Secretary of Commerce Howard Lutnick recently floated the idea that the government should seize 50% of academic patent royalties generated under Bayh-Dole, because, according to Lutnick, there was no return on the government’s multibillion-dollar-a-year expenditure on academic research and development. 

Like the fight over march-in rights, how and why Bayh-Dole mandated that academic institutions could retain patent licensing royalties, and how they must be used, was little understood. 

That provision is in the law because most of the costs of patenting, licensing, and negotiating deals are not covered by the government. And those costs can be considerable. Further, while the costs are immediate, it may take years—or decades—for a university to receive royalties to pay them off once a product is finally commercialized.   

Another little-understood fact is that the law mandates that universities must share a percentage of any royalties it receives with the inventors named on the patent. Before Bayh-Dole, there were few incentives for researchers to inform their tech transfer office (if they even had one) that they might have made an invention because the government would take the patent rights. Royalty sharing provides a critical incentive for academic researchers to work with their TTO so patents can be filed in coordination with publication efforts. Otherwise, the technology is condemned to remain a research paper, not a product the public can use. 

The law mandates that any remaining royalties must be spent on funding additional research on campus or in educational efforts. 

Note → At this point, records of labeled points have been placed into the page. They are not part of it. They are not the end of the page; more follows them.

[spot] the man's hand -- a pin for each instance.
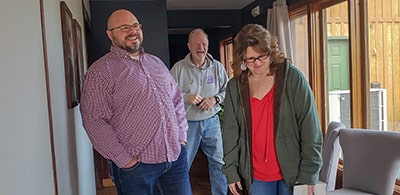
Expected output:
(207, 103)
(235, 188)
(131, 163)
(194, 99)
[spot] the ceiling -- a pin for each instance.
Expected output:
(206, 4)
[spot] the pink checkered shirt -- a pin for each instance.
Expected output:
(133, 108)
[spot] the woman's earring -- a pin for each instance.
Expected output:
(243, 67)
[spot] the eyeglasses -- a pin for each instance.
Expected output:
(259, 58)
(127, 27)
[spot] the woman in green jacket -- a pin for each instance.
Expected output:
(271, 132)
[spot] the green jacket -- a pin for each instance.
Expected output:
(298, 135)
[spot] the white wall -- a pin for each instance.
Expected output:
(25, 150)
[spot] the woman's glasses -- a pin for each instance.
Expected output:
(253, 59)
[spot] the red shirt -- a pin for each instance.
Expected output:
(265, 162)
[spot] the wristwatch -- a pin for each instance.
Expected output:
(217, 99)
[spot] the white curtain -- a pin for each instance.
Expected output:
(278, 24)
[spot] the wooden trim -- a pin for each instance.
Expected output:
(317, 68)
(48, 95)
(358, 78)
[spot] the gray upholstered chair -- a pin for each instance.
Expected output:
(330, 155)
(371, 161)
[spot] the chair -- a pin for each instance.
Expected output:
(330, 155)
(371, 161)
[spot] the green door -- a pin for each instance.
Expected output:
(338, 63)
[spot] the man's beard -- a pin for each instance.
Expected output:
(133, 48)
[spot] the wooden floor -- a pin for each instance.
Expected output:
(198, 178)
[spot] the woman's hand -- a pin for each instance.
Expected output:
(233, 187)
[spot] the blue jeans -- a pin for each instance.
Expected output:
(206, 134)
(153, 179)
(270, 188)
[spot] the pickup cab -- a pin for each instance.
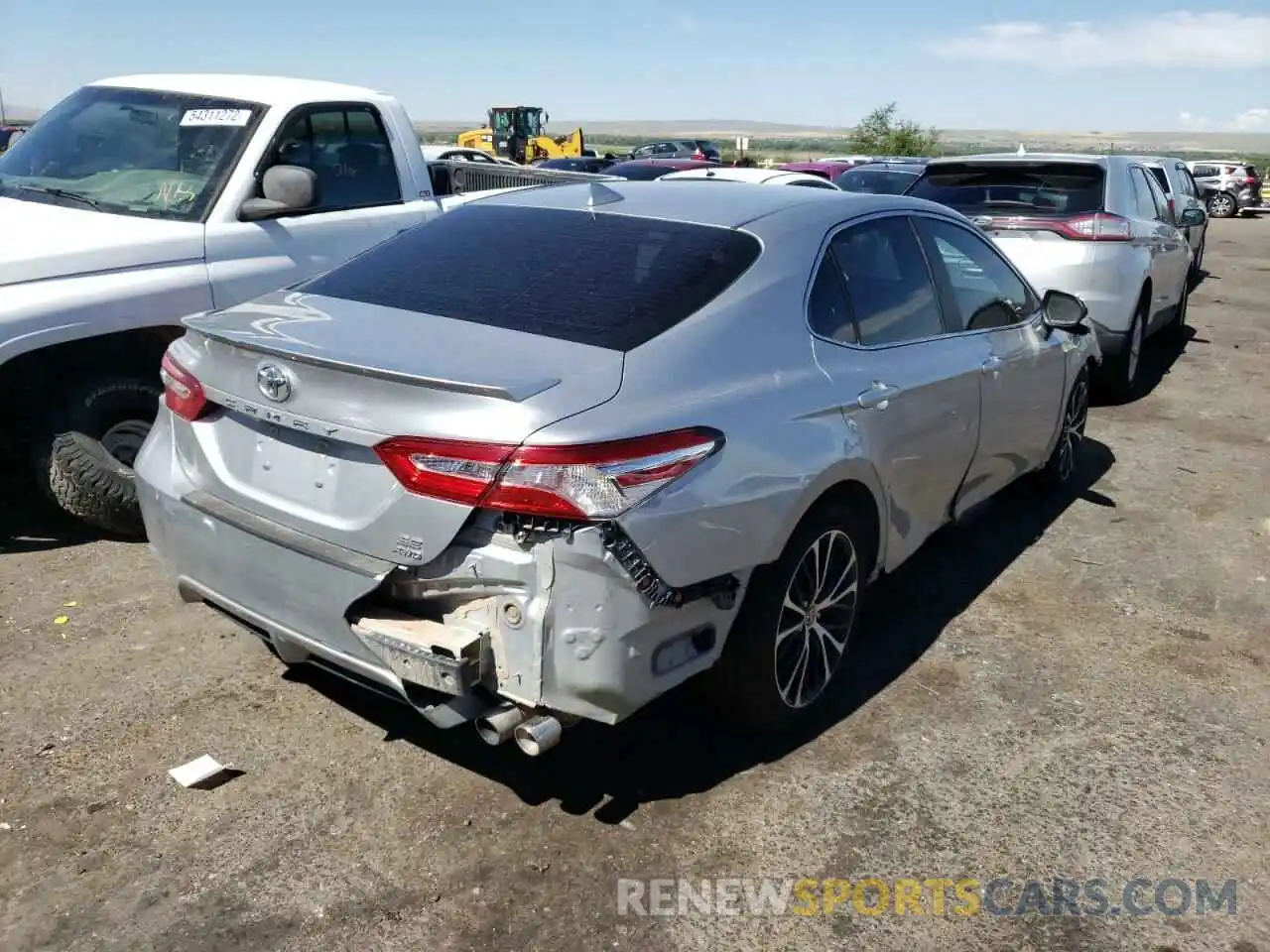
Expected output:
(141, 199)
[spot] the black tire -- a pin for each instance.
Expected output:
(1065, 460)
(76, 468)
(1223, 204)
(742, 687)
(1197, 270)
(1121, 375)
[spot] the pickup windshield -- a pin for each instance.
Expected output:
(130, 151)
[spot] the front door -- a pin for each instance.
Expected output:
(910, 390)
(1024, 373)
(359, 203)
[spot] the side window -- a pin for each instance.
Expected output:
(1159, 199)
(987, 293)
(1188, 182)
(828, 309)
(1143, 202)
(348, 150)
(889, 287)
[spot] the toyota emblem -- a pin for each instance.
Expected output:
(273, 382)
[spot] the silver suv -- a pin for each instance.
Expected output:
(1095, 225)
(1183, 191)
(1229, 185)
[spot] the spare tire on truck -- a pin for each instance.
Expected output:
(82, 449)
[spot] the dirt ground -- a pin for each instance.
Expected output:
(1080, 689)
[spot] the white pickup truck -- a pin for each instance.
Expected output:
(141, 199)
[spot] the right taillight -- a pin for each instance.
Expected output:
(1098, 226)
(182, 393)
(581, 481)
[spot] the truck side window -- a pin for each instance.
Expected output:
(348, 149)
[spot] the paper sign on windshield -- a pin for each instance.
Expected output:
(216, 117)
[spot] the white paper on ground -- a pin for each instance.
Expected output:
(195, 771)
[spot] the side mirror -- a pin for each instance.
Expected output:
(1065, 312)
(1192, 217)
(287, 189)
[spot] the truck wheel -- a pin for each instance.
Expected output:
(84, 452)
(794, 626)
(1222, 206)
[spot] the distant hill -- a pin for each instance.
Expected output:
(663, 127)
(1233, 144)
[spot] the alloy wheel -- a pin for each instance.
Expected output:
(1074, 428)
(125, 438)
(816, 619)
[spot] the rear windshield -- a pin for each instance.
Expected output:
(640, 172)
(875, 181)
(611, 281)
(1008, 188)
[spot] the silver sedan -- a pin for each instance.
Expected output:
(561, 449)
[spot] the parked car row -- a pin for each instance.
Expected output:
(1228, 186)
(532, 454)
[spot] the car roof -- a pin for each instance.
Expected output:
(267, 90)
(1014, 158)
(705, 203)
(728, 173)
(432, 151)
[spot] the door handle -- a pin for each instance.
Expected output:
(878, 397)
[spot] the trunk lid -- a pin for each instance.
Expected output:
(344, 377)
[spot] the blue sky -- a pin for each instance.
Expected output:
(1078, 64)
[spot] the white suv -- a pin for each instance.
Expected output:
(1228, 185)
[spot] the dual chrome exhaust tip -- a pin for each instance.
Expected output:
(534, 734)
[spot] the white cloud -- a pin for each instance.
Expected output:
(1252, 119)
(1198, 41)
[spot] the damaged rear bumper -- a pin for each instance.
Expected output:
(566, 620)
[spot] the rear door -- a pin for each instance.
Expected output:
(1170, 252)
(1042, 213)
(1189, 198)
(361, 202)
(460, 330)
(1024, 377)
(908, 386)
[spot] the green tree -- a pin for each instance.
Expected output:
(880, 132)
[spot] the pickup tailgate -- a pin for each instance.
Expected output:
(353, 375)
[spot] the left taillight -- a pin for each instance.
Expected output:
(182, 393)
(589, 481)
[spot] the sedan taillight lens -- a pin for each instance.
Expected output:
(587, 481)
(182, 393)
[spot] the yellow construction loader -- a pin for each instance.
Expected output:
(517, 132)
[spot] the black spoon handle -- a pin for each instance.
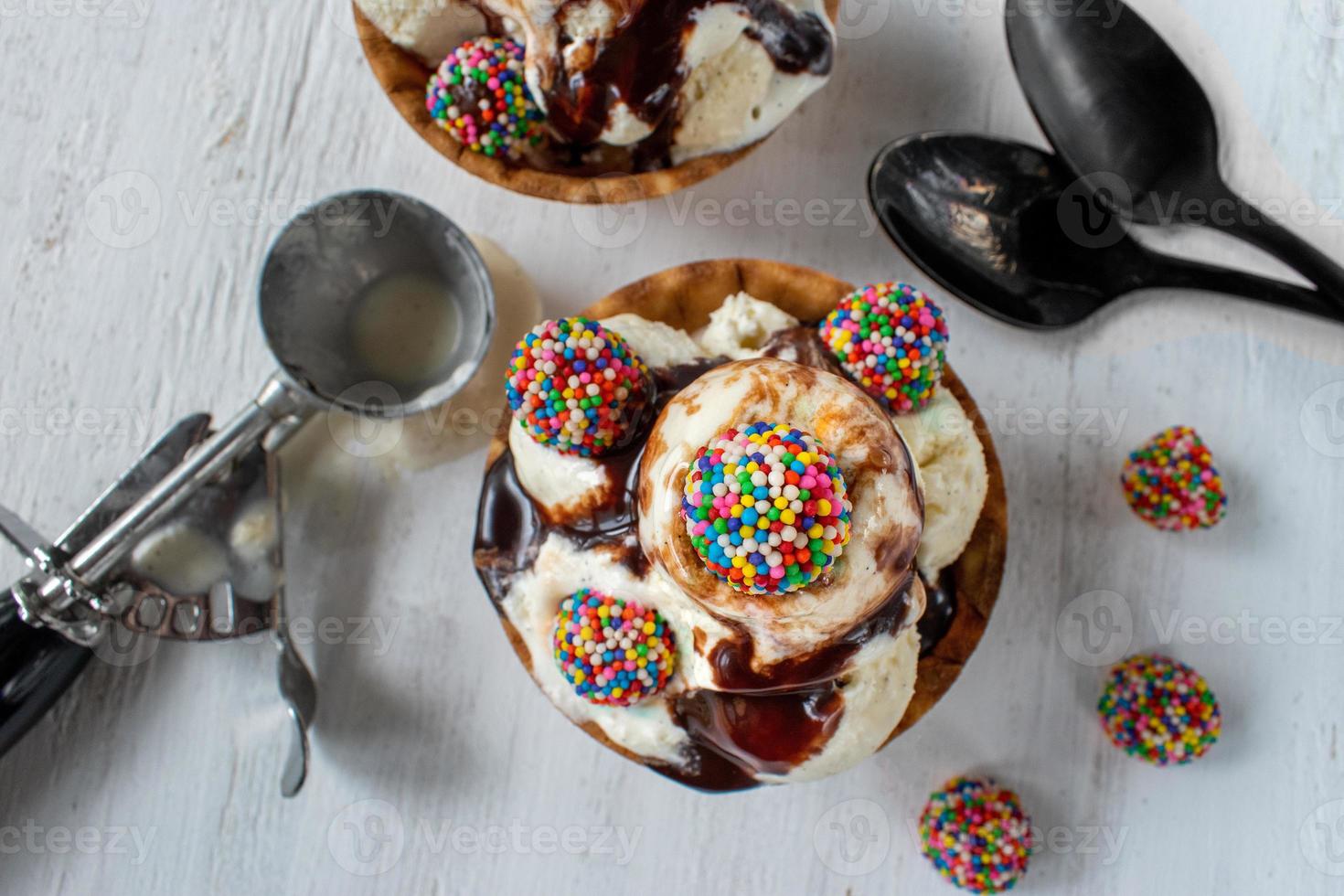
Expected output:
(1178, 272)
(1258, 229)
(37, 667)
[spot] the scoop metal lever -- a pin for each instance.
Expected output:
(317, 272)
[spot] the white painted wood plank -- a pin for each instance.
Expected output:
(237, 116)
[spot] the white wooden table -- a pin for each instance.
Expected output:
(230, 117)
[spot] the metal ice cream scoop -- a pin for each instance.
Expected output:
(372, 304)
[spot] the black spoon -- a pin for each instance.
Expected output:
(1120, 108)
(1011, 231)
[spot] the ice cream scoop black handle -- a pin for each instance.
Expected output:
(37, 667)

The original Bayh-Dole bill contained a “government payback provision” which was dropped at the request of several agencies which didn’t want to have to track license agreements and said their best return on investment was having inventions resulting from their grants turned into useful products growing the economy while benefitting taxpayers. History shows they were correct. 

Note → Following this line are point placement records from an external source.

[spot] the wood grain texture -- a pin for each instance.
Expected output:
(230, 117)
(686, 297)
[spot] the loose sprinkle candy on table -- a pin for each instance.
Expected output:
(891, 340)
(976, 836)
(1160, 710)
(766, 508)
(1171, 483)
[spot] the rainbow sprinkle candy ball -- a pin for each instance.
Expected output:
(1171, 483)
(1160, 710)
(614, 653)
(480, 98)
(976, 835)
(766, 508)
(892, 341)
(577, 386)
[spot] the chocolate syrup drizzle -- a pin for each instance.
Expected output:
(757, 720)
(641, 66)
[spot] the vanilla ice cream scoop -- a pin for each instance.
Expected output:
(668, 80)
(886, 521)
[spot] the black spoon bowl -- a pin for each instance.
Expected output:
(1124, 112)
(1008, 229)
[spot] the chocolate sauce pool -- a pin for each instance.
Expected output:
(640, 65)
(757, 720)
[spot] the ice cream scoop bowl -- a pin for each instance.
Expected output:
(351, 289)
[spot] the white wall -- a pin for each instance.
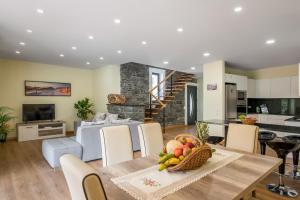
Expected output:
(106, 80)
(214, 100)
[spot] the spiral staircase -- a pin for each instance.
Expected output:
(164, 93)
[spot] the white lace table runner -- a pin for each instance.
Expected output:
(152, 184)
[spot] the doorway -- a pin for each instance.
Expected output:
(191, 104)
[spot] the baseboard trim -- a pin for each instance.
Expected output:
(12, 138)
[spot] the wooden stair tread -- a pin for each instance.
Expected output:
(169, 89)
(148, 118)
(152, 113)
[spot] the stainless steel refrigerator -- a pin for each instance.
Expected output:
(230, 101)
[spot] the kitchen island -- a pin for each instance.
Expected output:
(281, 129)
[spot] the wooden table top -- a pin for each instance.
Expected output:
(233, 181)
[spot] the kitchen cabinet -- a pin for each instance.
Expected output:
(280, 87)
(262, 88)
(295, 87)
(240, 81)
(251, 88)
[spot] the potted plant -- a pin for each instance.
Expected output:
(84, 109)
(5, 117)
(202, 131)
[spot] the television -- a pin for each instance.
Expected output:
(38, 112)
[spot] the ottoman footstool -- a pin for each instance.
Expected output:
(53, 149)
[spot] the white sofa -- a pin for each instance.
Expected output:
(87, 142)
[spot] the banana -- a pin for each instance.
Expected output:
(165, 158)
(174, 161)
(162, 167)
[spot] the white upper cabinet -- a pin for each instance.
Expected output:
(240, 81)
(281, 87)
(251, 91)
(295, 87)
(263, 88)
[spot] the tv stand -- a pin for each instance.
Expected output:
(40, 130)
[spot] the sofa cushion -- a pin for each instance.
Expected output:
(110, 117)
(99, 116)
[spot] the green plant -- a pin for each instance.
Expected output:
(202, 131)
(84, 108)
(5, 116)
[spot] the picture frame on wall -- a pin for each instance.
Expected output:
(211, 87)
(43, 88)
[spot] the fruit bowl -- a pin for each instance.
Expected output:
(184, 153)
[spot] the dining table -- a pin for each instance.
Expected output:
(235, 180)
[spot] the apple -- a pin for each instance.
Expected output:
(178, 152)
(189, 144)
(186, 151)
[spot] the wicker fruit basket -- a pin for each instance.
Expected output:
(197, 155)
(194, 160)
(249, 121)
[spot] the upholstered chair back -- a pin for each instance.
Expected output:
(116, 145)
(151, 139)
(83, 181)
(242, 137)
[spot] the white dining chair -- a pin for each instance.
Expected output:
(83, 181)
(151, 139)
(116, 145)
(242, 137)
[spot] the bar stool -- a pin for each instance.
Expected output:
(282, 147)
(263, 137)
(215, 139)
(295, 173)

Ironically, Lutnick’s idea would cost the government much more money than it would generate, as draining the royalties needed by academic institutions to fund their technology transfer efforts means fewer technologies, jobs, companies, and even industries created—all of which generate much more in tax revenue than the proposed “royalty tax.”   

Furthermore, seizing royalties would harm states across the nation, as university innovation is an important driver of local and regional economic development.  

Like before, a broad coalition has been formed to oppose the proposed ‘royalty tax’ and defend the how’s and why’s of Bayh-Dole. The coalition’s work has led to indications that the Administration recognizes this approach may be counterproductive, both economically and politically. 

We’re not out of the woods yet, but we can say that as a result of these attacks, there’s a much greater appreciation of what the Bayh-Dole system does and the tremendous public return on investment (ROI) it generates.   

In addition to the money, there’s a more important benefit which is hard to quantify. At the 30th anniversary of the law, cancer survivor Betsy de Parry hugged Senator Birch Bayh, saying, “Without your law, I would not be alive today.” The lives benefitted, both here and abroad, is the most important ROI.  

That’s why we do what we do. That’s why we can’t give up the fight.